Better yet, let's go back to taxing the rich at 90%.  That's how we built all those freeways in the first place.

I'm just ranting because I'm frustrated.  In the end, it isn't even about how much money there is or is not.  This is the new normal. I keep hearing that phrase.  Usually with a shrug and a "What are you gonna do?" sort of gesture. Disasters will happen, because they always happen.  People will get on with their lives, doing what they have to do.   In three days time, we're on to the next news item.  If CNN's really lucky, some celebrity will do something egregiously embarrassing, and they can stop talking about disasters for a while.

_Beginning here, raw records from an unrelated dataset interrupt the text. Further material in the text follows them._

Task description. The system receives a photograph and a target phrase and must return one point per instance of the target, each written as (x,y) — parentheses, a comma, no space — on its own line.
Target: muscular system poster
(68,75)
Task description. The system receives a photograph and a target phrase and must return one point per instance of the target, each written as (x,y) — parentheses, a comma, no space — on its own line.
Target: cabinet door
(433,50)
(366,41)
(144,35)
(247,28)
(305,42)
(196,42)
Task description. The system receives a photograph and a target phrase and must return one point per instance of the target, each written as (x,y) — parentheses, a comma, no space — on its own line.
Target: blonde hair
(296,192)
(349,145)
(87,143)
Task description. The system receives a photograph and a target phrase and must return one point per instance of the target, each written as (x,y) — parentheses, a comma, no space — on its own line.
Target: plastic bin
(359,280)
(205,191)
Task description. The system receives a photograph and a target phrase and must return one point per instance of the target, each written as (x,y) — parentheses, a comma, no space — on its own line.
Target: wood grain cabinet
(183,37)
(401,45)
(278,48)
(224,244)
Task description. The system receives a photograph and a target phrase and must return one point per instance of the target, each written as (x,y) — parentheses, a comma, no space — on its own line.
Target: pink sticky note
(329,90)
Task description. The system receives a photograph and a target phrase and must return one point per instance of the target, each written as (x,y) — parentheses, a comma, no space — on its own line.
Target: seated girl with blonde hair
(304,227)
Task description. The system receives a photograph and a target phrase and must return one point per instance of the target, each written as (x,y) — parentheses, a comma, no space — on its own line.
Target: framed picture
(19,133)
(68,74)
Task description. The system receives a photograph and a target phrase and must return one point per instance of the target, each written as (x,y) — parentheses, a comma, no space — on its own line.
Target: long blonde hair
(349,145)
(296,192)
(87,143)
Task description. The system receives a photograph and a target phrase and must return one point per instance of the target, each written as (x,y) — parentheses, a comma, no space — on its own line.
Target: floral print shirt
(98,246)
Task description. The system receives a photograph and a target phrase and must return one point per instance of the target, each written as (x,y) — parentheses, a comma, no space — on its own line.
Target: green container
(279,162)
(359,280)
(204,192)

When that palls, they'll move on to the end of someone else's world.

4 comments:

Ed Webb said...

http://www.youtube.com/watch?v=wePMX-OtxI8

Ed Webb said...

Sorry - I realized after I recorded & posted the video that it was a Ceredwyn post, not a Bryanism. Apologies! Too tired to re-record.

Bryan Alexander said...

No apologies necessary for that moving, thoughtful video reply.
I hope your riverine friend does well.

mythago said...

I suspect the people turned away from buying flood insurance were turned away precisely because they WERE at risk for flood damage. Taking in premiums and never paying claims is the new insurance model.

It reminds me of the less sound-bitable but far more important exchange from V FOR VENDETTA:

"We shouldn't have to live like this."

"You're right, kid, we shouldn't. What are you going to do about it?"